Other than center Vander Joaquim’s knee and the pace of development of freshman Isaac Fotu, the big questions about this team are not about the bigs. They’re about the guys — Tavita, Manroop Clair and Garrett Jefferson — tasked with getting the ball to them.
"We’ll go as far as our guards take us," said assistant coach Brandyn Akana, who works with them. "Slowly, people will see they’re doing what we want them to do."
Tavita, who started 23 games for the Utes, is by far the most experienced, and it shows. So when he took a seat midway through the first half with two fouls and the Golden Lions hanging tough, the true freshman Clair became a focal point.
He had a bit of the deer-in-the-headlights look at first with a couple of tentative passes. But you could see him grow through the tough minutes.
"I feel like I’m getting more confident by the game," said Clair, who had three points, two assists and one turnover in 13 minutes. "If people say (the guards are) not so good they don’t understand it’s about the team, the chemistry, we have that matters.
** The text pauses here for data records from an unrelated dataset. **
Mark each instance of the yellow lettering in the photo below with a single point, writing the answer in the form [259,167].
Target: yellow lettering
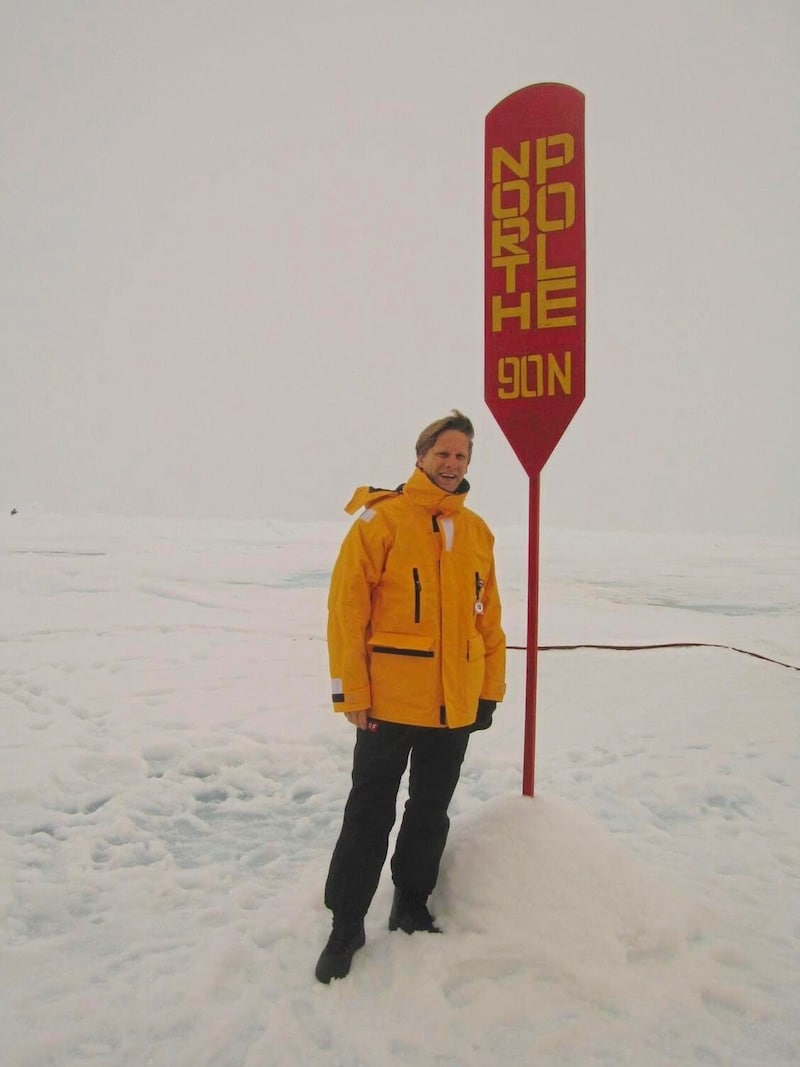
[565,189]
[545,162]
[514,376]
[563,376]
[499,312]
[523,191]
[508,373]
[504,240]
[547,304]
[520,166]
[526,391]
[543,271]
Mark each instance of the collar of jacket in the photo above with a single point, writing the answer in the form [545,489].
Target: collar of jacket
[419,489]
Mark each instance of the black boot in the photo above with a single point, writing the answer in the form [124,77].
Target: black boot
[410,912]
[346,939]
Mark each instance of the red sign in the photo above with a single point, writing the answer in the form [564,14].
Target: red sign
[534,267]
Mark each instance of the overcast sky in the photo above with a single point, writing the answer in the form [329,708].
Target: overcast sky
[242,254]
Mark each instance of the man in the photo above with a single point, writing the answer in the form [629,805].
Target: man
[417,662]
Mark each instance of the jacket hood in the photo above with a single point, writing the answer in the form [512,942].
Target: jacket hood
[418,488]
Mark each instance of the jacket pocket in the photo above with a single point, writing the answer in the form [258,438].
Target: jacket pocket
[401,645]
[417,594]
[403,673]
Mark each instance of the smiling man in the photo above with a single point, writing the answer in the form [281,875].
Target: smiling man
[417,663]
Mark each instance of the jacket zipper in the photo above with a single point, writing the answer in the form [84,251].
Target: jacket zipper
[417,594]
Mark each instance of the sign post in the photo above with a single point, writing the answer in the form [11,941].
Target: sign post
[534,261]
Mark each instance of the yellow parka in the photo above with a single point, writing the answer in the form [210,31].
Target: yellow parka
[414,615]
That will take us higher."
It’s just two games in, and the opposition gets tougher after tonight’s nationally televised game against Houston Baptist. But what Arnold has been promoting as a team of guys that truly enjoys playing with each other has shown to be exactly that this weekend.
"We call it team-manship," Arnold said. "I don’t even know if that’s a word, but it is in Australia."
Which is interesting in itself, considering the roar from the bench that went up when walk-on Michael Harper — the program’s first player from Down Under — made a basket in garbage time.
The big men are unselfish, too. Maybe sometimes to the point of being too much so. After Friday’s game, Arnold described Fotu as a "pass-first power forward," and Christian Standhardinger was able to laugh about an errant drop-off pass he threw instead of taking an open shot.
Those things can be cured, and often the inside passing is a thing of beauty, almost as pretty as Tavita’s alley-oops on opening night, when he had nine assists.
Yes, it is very early. And the turnovers (Tavita had six of the team’s 17 on Sunday) have to come down. But we’re already seeing glimpses where everyone fills their lanes and their roles to perfection.
"Limit (turnovers), then you have a team that can put people away," Akana said.